Все та же тусклая комната. Я сижу, откинувшись в кресле и массируя виски. Напротив меня материализуется фигура — элегантная, чуть насмешливая. Это не «чудовище», а, скорее, успешный литературный агент с безупречными манерами. Это дьявол.

ДЬЯВОЛ (листая «Евангелие от Сына Божия»): Норман, я слышал, ты написал что-то новенькое... Знаешь, иногда ты меня искренне забавляешь. Сначала ты даешь голос убийце, а теперь — Богу. Впрочем, с литературной точки зрения, твой новый опус — это невероятно трогательная попытка, еще более грандиозная и более провальная, чем твой Освальд.

МЕЙЛЕР (наливая себе виски): Провальная? Я так не думаю. Я должен был это сделать. Понимаешь, я вырос в благополучной христианской стране, но будучи евреем, я всегда чувствовал эту пустоту, это невысказанное напряжение. Я хотел заполнить пустое место в своем сознании, понять этого человека из Назарета.

ДЬЯВОЛ: О, я знаю. Ты хотел «восстановить равновесие», вернуть Иисусу его «утерянную человечность», которую, по-твоему, ранние христиане вымарали из Евангелий в угоду политическим нуждам растущей церкви. Ты решил, что они превратили живого, сомневающегося человека в плоский символ. И это, скажу я тебе, был бы гениальный замысел... для кого-то другого.
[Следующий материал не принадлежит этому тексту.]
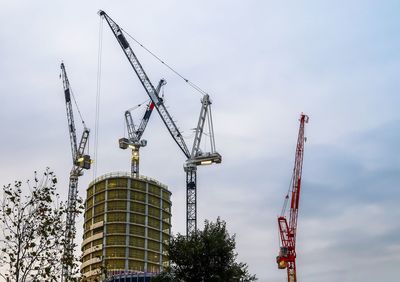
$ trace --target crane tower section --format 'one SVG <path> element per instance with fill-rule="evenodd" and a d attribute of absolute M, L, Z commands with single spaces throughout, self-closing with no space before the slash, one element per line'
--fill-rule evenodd
<path fill-rule="evenodd" d="M 202 108 L 200 111 L 200 117 L 197 124 L 197 128 L 195 129 L 196 136 L 193 143 L 193 148 L 192 151 L 190 152 L 184 138 L 182 137 L 181 132 L 179 131 L 174 120 L 169 114 L 166 106 L 164 105 L 163 99 L 158 96 L 158 92 L 154 88 L 149 77 L 144 71 L 142 65 L 140 64 L 138 58 L 133 52 L 131 46 L 129 45 L 129 42 L 127 41 L 122 32 L 122 29 L 104 11 L 100 10 L 99 15 L 107 21 L 115 38 L 117 39 L 124 54 L 126 55 L 129 63 L 131 64 L 140 82 L 145 88 L 146 93 L 150 97 L 151 101 L 154 103 L 154 107 L 157 109 L 170 135 L 172 136 L 172 138 L 174 139 L 180 150 L 187 158 L 184 166 L 186 172 L 186 191 L 187 191 L 186 233 L 191 234 L 195 232 L 197 229 L 197 195 L 196 195 L 197 166 L 204 164 L 220 163 L 222 160 L 221 155 L 215 150 L 213 122 L 211 116 L 211 101 L 209 95 L 208 94 L 204 95 L 203 99 L 201 100 Z M 200 142 L 206 121 L 208 122 L 208 126 L 210 129 L 209 137 L 210 137 L 211 151 L 203 153 L 200 150 Z"/>
<path fill-rule="evenodd" d="M 297 138 L 296 156 L 291 179 L 291 187 L 286 195 L 284 208 L 281 216 L 278 217 L 278 227 L 280 235 L 280 251 L 276 258 L 279 269 L 287 269 L 287 281 L 297 282 L 296 275 L 296 233 L 297 233 L 297 218 L 299 215 L 299 202 L 301 191 L 301 176 L 303 169 L 304 136 L 305 124 L 308 123 L 308 116 L 301 114 L 300 128 Z M 290 194 L 290 196 L 289 196 Z M 290 199 L 290 200 L 289 200 Z M 285 210 L 288 201 L 290 201 L 289 222 L 285 216 Z"/>
<path fill-rule="evenodd" d="M 164 86 L 166 83 L 167 82 L 164 79 L 160 80 L 156 89 L 157 96 L 160 93 L 161 87 Z M 149 122 L 153 109 L 154 103 L 150 100 L 150 102 L 147 104 L 146 111 L 137 129 L 131 115 L 131 110 L 133 110 L 133 108 L 125 111 L 125 122 L 128 130 L 128 138 L 120 138 L 119 147 L 124 150 L 128 148 L 131 148 L 132 150 L 131 174 L 133 177 L 139 177 L 139 150 L 141 147 L 145 147 L 147 145 L 147 140 L 141 138 L 146 129 L 147 123 Z"/>
<path fill-rule="evenodd" d="M 91 159 L 90 156 L 85 154 L 86 146 L 89 140 L 89 129 L 86 128 L 85 123 L 82 132 L 82 137 L 79 144 L 76 139 L 76 128 L 74 122 L 74 115 L 72 110 L 72 91 L 69 84 L 67 72 L 64 63 L 61 63 L 61 78 L 63 80 L 65 105 L 67 111 L 68 131 L 71 143 L 72 152 L 72 169 L 69 175 L 69 188 L 68 188 L 68 201 L 67 201 L 67 218 L 66 218 L 66 231 L 65 243 L 62 258 L 62 281 L 70 281 L 72 278 L 72 265 L 74 263 L 74 248 L 75 248 L 75 217 L 77 215 L 77 196 L 78 196 L 78 178 L 83 175 L 84 169 L 90 169 Z"/>

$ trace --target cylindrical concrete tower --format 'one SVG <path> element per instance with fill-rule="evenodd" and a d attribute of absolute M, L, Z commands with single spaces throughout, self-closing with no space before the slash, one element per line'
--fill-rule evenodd
<path fill-rule="evenodd" d="M 160 272 L 168 266 L 171 192 L 144 176 L 109 173 L 89 184 L 82 275 Z"/>

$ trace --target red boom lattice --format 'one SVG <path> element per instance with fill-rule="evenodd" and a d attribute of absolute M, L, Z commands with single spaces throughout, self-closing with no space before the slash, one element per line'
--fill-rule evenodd
<path fill-rule="evenodd" d="M 296 282 L 296 232 L 297 218 L 299 215 L 299 201 L 301 191 L 301 174 L 303 170 L 304 156 L 304 125 L 308 123 L 308 116 L 301 114 L 300 128 L 297 138 L 296 157 L 293 168 L 293 176 L 291 181 L 291 197 L 289 210 L 289 223 L 284 216 L 284 210 L 281 216 L 278 217 L 278 227 L 280 235 L 280 252 L 276 258 L 279 269 L 287 269 L 288 282 Z M 286 201 L 289 199 L 289 194 L 286 196 Z"/>

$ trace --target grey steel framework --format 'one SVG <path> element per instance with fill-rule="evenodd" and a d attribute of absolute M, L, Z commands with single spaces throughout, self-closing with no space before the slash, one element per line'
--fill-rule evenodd
<path fill-rule="evenodd" d="M 163 120 L 165 126 L 167 127 L 169 133 L 172 138 L 175 140 L 176 144 L 179 146 L 183 154 L 186 156 L 187 161 L 185 163 L 185 171 L 186 171 L 186 234 L 191 234 L 197 230 L 197 183 L 196 183 L 196 166 L 203 164 L 211 164 L 211 163 L 220 163 L 222 158 L 219 153 L 215 150 L 215 140 L 214 140 L 214 132 L 213 132 L 213 124 L 212 124 L 212 116 L 211 116 L 211 101 L 209 99 L 209 95 L 206 94 L 202 99 L 202 108 L 200 112 L 200 117 L 198 121 L 198 125 L 196 128 L 196 136 L 193 143 L 192 153 L 189 152 L 185 140 L 182 137 L 181 132 L 173 121 L 171 115 L 169 114 L 167 108 L 164 105 L 163 99 L 158 96 L 157 91 L 155 90 L 153 84 L 148 78 L 146 72 L 144 71 L 142 65 L 140 64 L 138 58 L 133 52 L 132 48 L 129 45 L 129 42 L 125 38 L 122 29 L 104 12 L 99 11 L 99 15 L 103 17 L 108 25 L 110 26 L 115 38 L 117 39 L 119 45 L 121 46 L 124 54 L 128 58 L 129 63 L 132 68 L 136 72 L 140 82 L 145 88 L 148 96 L 154 103 L 158 113 L 160 114 L 161 119 Z M 200 150 L 200 141 L 203 134 L 203 127 L 205 121 L 208 121 L 209 129 L 210 129 L 210 144 L 211 144 L 211 152 L 203 153 Z"/>
<path fill-rule="evenodd" d="M 78 177 L 83 175 L 83 169 L 89 169 L 91 159 L 89 155 L 85 155 L 85 148 L 89 139 L 89 129 L 84 127 L 81 141 L 79 145 L 76 141 L 76 129 L 74 123 L 74 115 L 72 111 L 71 95 L 72 91 L 69 85 L 69 80 L 65 70 L 65 66 L 61 63 L 61 77 L 63 80 L 65 104 L 67 109 L 68 130 L 71 142 L 72 162 L 73 167 L 69 177 L 68 202 L 67 202 L 67 219 L 66 232 L 63 253 L 63 269 L 62 281 L 68 281 L 71 277 L 71 265 L 74 259 L 74 240 L 75 240 L 75 217 L 77 214 L 77 194 L 78 194 Z"/>
<path fill-rule="evenodd" d="M 161 87 L 166 84 L 164 79 L 161 79 L 157 86 L 157 93 L 160 93 Z M 136 129 L 135 123 L 133 122 L 131 110 L 129 109 L 125 111 L 125 122 L 126 127 L 128 130 L 128 137 L 129 138 L 120 138 L 119 139 L 119 147 L 121 149 L 132 149 L 132 156 L 131 156 L 131 173 L 133 177 L 139 176 L 139 150 L 141 147 L 145 147 L 147 145 L 147 141 L 142 139 L 142 135 L 144 130 L 146 129 L 147 123 L 149 122 L 151 113 L 154 109 L 154 103 L 152 101 L 149 102 L 146 108 L 146 112 L 140 122 L 138 129 Z"/>

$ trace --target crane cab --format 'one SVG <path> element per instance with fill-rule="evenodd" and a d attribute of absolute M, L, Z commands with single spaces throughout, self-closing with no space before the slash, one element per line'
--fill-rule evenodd
<path fill-rule="evenodd" d="M 90 169 L 90 165 L 92 164 L 92 160 L 89 155 L 83 155 L 76 161 L 75 165 L 83 169 Z"/>
<path fill-rule="evenodd" d="M 289 254 L 288 247 L 281 247 L 279 250 L 279 256 L 276 257 L 276 262 L 279 269 L 285 269 L 287 267 L 287 258 Z"/>

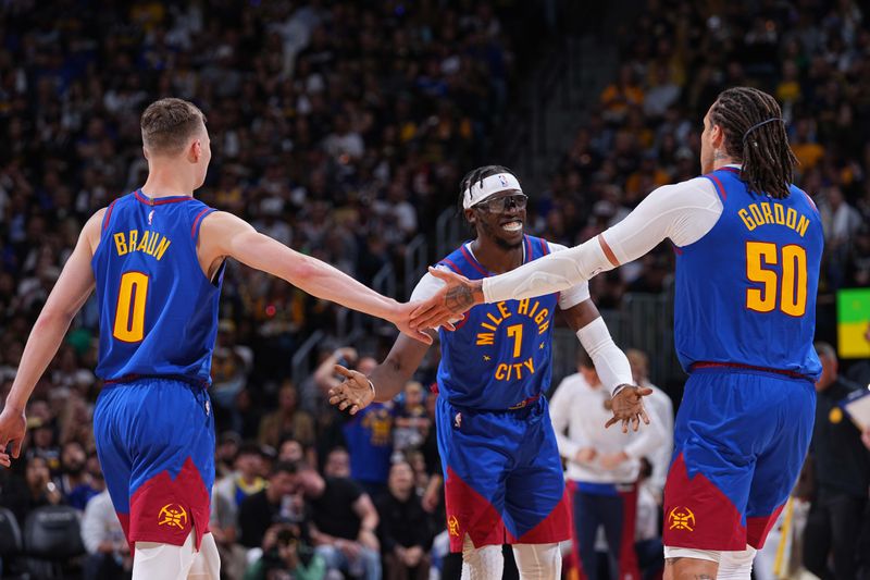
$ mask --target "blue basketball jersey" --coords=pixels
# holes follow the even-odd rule
[[[794,185],[785,199],[748,190],[735,168],[705,175],[722,215],[675,248],[674,341],[683,368],[726,362],[816,380],[812,347],[823,236],[818,210]]]
[[[524,236],[525,261],[549,254],[546,240]],[[470,280],[489,275],[463,245],[438,262]],[[453,332],[439,331],[438,388],[451,405],[508,409],[550,386],[552,313],[558,294],[478,305]]]
[[[91,267],[100,308],[97,375],[174,375],[210,382],[223,268],[209,281],[197,259],[202,218],[187,196],[140,190],[109,206]]]

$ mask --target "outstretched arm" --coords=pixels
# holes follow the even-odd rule
[[[411,323],[414,328],[428,328],[476,304],[564,291],[599,272],[636,260],[666,238],[679,246],[691,244],[709,232],[721,213],[721,201],[704,177],[659,187],[624,220],[597,237],[510,272],[482,281],[433,272],[447,284],[440,294],[418,307]]]
[[[103,212],[104,210],[98,211],[85,224],[75,249],[66,260],[42,311],[39,312],[30,336],[27,337],[12,390],[7,397],[3,412],[0,414],[0,465],[2,466],[10,466],[10,457],[5,453],[8,444],[12,444],[12,457],[18,457],[26,424],[24,409],[30,393],[58,353],[73,318],[94,291],[90,260],[99,243]]]
[[[348,409],[350,415],[357,415],[373,400],[391,400],[411,380],[426,350],[428,345],[400,334],[387,358],[369,377],[336,365],[335,371],[345,381],[330,388],[330,403],[341,410]]]
[[[622,422],[622,432],[627,433],[630,424],[634,431],[637,431],[641,421],[649,424],[643,397],[651,395],[652,390],[634,384],[629,359],[613,342],[592,299],[587,298],[563,312],[583,349],[592,358],[601,383],[612,393],[613,417],[605,427]]]
[[[223,257],[276,275],[307,293],[359,310],[396,324],[398,329],[426,344],[432,338],[411,330],[408,318],[412,307],[387,298],[357,282],[326,262],[295,251],[258,233],[248,222],[224,211],[202,220],[200,254],[206,263]]]

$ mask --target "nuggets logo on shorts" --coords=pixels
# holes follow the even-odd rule
[[[166,504],[157,515],[158,526],[171,526],[184,530],[187,527],[187,511],[177,504]]]
[[[675,507],[668,514],[669,530],[695,531],[695,514],[687,507]]]
[[[450,535],[459,536],[459,520],[456,519],[456,516],[447,518],[447,530]]]

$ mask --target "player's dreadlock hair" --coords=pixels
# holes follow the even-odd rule
[[[504,165],[482,165],[465,173],[465,176],[459,182],[459,213],[462,213],[462,200],[465,197],[465,189],[474,182],[478,182],[481,186],[483,186],[483,181],[486,177],[489,175],[497,175],[498,173],[510,173],[517,177],[515,173]],[[517,177],[517,181],[519,182],[520,177]]]
[[[751,87],[723,90],[710,108],[710,122],[725,133],[725,151],[743,164],[750,192],[788,197],[797,158],[788,147],[776,99]]]

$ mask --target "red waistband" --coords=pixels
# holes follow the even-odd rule
[[[754,367],[753,365],[741,365],[739,362],[708,362],[706,360],[700,360],[698,362],[693,363],[692,367],[689,368],[689,372],[697,369],[716,369],[716,368],[772,372],[773,374],[782,374],[784,377],[791,377],[792,379],[804,379],[807,381],[810,380],[810,378],[807,377],[806,374],[801,374],[795,371],[786,371],[782,369],[769,369],[767,367]]]
[[[508,410],[509,411],[515,411],[517,409],[522,409],[523,407],[527,407],[529,405],[531,405],[532,403],[536,402],[539,398],[540,398],[540,395],[534,395],[534,396],[529,397],[529,398],[526,398],[524,400],[521,400],[517,405],[512,405],[512,406],[508,407]]]

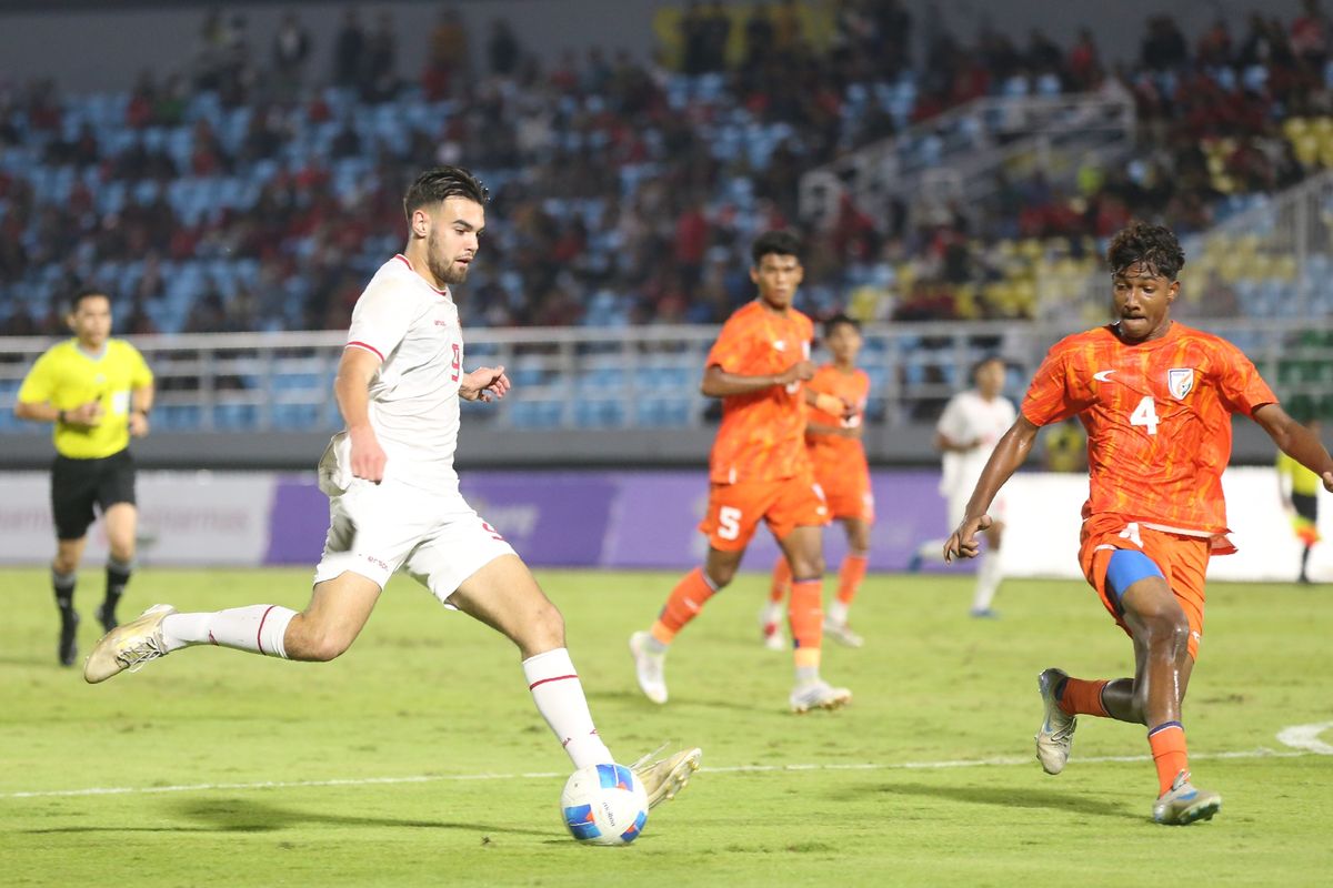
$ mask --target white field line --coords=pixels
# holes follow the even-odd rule
[[[1273,751],[1264,747],[1236,752],[1192,754],[1190,759],[1294,759],[1317,755],[1312,751]],[[1108,762],[1150,762],[1148,755],[1102,755],[1086,759],[1072,759],[1077,764],[1102,764]],[[994,759],[953,759],[948,762],[893,762],[893,763],[829,763],[829,764],[737,764],[717,768],[700,768],[704,774],[772,774],[788,771],[930,771],[950,768],[988,768],[1006,766],[1032,766],[1030,756],[1000,756]],[[4,792],[0,799],[51,799],[65,796],[112,796],[153,792],[213,792],[237,789],[293,789],[307,787],[369,787],[399,783],[439,783],[457,780],[547,780],[568,776],[564,771],[536,771],[528,774],[423,774],[405,777],[351,777],[343,780],[265,780],[261,783],[193,783],[169,787],[91,787],[87,789],[37,789],[31,792]]]

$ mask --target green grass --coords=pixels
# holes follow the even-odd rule
[[[84,576],[87,650],[101,590],[96,571]],[[1333,756],[1208,758],[1285,750],[1281,728],[1333,719],[1328,590],[1209,590],[1185,715],[1197,783],[1225,807],[1165,828],[1149,820],[1150,763],[1088,760],[1146,754],[1142,728],[1082,719],[1058,779],[1030,758],[1041,668],[1094,678],[1129,663],[1128,639],[1080,583],[1010,582],[1004,619],[974,622],[965,579],[872,576],[854,611],[866,647],[825,655],[853,706],[798,718],[785,712],[790,659],[757,643],[760,578],[738,579],[681,635],[660,708],[635,686],[625,638],[674,576],[540,579],[617,756],[665,739],[704,747],[705,770],[635,845],[564,835],[569,764],[516,652],[411,582],[391,586],[335,663],[192,650],[91,687],[55,664],[45,574],[0,571],[0,884],[1328,884]],[[308,582],[308,570],[144,570],[125,612],[300,607]],[[998,763],[902,767],[978,760]],[[521,774],[552,776],[460,779]],[[413,776],[427,779],[371,781]],[[236,785],[320,780],[363,783]],[[143,792],[197,784],[216,788]],[[139,791],[15,795],[89,787]]]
МЕЙЛЕР: Я писал не для кого-то другого! Я, как никто, понимаю, что значит быть «получеловеком, полу-чем-то-еще». Я, черт возьми, знаю, каково это — быть раздвоенным: есть Норман, обычный парень, и есть «Норман Мейлер» — медийная личность. Эта шизофрения знаменитости дала мне ключ к пониманию Его двойственной природы — Бога и человека.

ДЬЯВОЛ (смеется): О, это просто восхитительно! Ты сравнил себя со Спасителем. А следующая книга будет про Гитлера? Великолепно!.. Ты решил, что твой личный опыт общения с газетчиками сопоставим с муками творения? Или что это фюрер несет ответственность за твое фиаско? Но нет, Норман, твоя главная новизна, твое «откровение» было не в этом. Ты создал Бога, который... не всемогущ. И это была моя идея, кстати.

После этих слов в комнате повисла тишина, плотная, как боксерский капюшон. Я услышал собственное дыхание — тяжелое, с присвистом, как у загнанного зверя. Я смотрел на дьявола, который больше не казался ни элегантным, ни забавным. Теперь перед мной сидело само Зло — древнее, умное и безжалостно правое.

В голове пронеслась мысль, острая, как лезвие ножа для колки льда: «Я проиграл. Я создал Бога, похожего на меня — тщеславного, сомневающегося, ограниченного, — и назвал это Откровением». Хуже того, я понял, что мое «смелое богословие» было не просто ошибкой; оно было плагиатом, подсунутым мне в момент величайшей гордыни. Я, называвший себя Хемингуэем своего поколения, оказался не творцом, а марионеткой. Не пророком, а переписчиком врага.